The workshop participants condemned the history of white extermination of indigenous peoples, enslavement, the exploitation and degradation of black people, brutality and murderous acts in the civil rights struggle, and mass destructiveness. The young poets moved into a strict Black Nationalist position, focusing on a love of black folks, a call for the development of black people, believing in the inevitable need for independence and autonomy from white people. That undertaking not being immediate, they focused on literary concerns. The belief was and is that nommo—a Bantu word for the power of language to make change—preceded and precipitated action.
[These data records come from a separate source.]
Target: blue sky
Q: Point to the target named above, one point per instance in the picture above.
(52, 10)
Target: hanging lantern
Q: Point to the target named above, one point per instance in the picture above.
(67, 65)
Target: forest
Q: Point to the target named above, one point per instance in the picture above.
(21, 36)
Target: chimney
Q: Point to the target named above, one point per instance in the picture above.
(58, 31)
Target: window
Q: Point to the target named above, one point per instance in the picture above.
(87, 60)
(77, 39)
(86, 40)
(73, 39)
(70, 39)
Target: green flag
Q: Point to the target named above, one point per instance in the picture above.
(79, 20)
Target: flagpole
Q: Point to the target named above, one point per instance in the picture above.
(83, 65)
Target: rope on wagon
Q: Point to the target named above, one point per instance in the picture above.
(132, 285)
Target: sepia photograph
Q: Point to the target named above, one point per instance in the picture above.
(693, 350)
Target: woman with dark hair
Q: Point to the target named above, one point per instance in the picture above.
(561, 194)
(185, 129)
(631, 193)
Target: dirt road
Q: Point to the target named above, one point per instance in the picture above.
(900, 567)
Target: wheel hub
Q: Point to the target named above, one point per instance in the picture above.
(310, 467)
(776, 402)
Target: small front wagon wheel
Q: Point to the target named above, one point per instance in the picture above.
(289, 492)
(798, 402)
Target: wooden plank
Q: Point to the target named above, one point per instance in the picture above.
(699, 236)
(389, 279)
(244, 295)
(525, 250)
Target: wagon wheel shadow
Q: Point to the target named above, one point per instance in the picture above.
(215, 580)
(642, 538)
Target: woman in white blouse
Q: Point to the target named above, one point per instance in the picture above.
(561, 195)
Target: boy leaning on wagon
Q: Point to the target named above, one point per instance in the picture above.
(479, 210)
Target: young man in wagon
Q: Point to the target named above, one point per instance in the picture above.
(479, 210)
They argued about the creation of a body of literature designed to wake up black people to blackness and the need for black unity and liberation. How best to do that in words was the question. Val Gray Ward, a talented actress and interpreter of Afro-American literature, and a friend of Gwendolyn’s, objected to the unnecessary use of profanity in the new black poetry. She found the use of curse words, especially the most profane “motherfucker” off-putting to a good portion of the black audience. Lee objected to the objection.
The group debated this furiously, as they did many issues. They embarked on a quest to determine if their works were “black.” Gwendolyn mediated these literary arguments. She was in the quest with them. Somewhere along the way, they had begun to refer to her as Gwen, indicating their affection for her and sense of familial regard.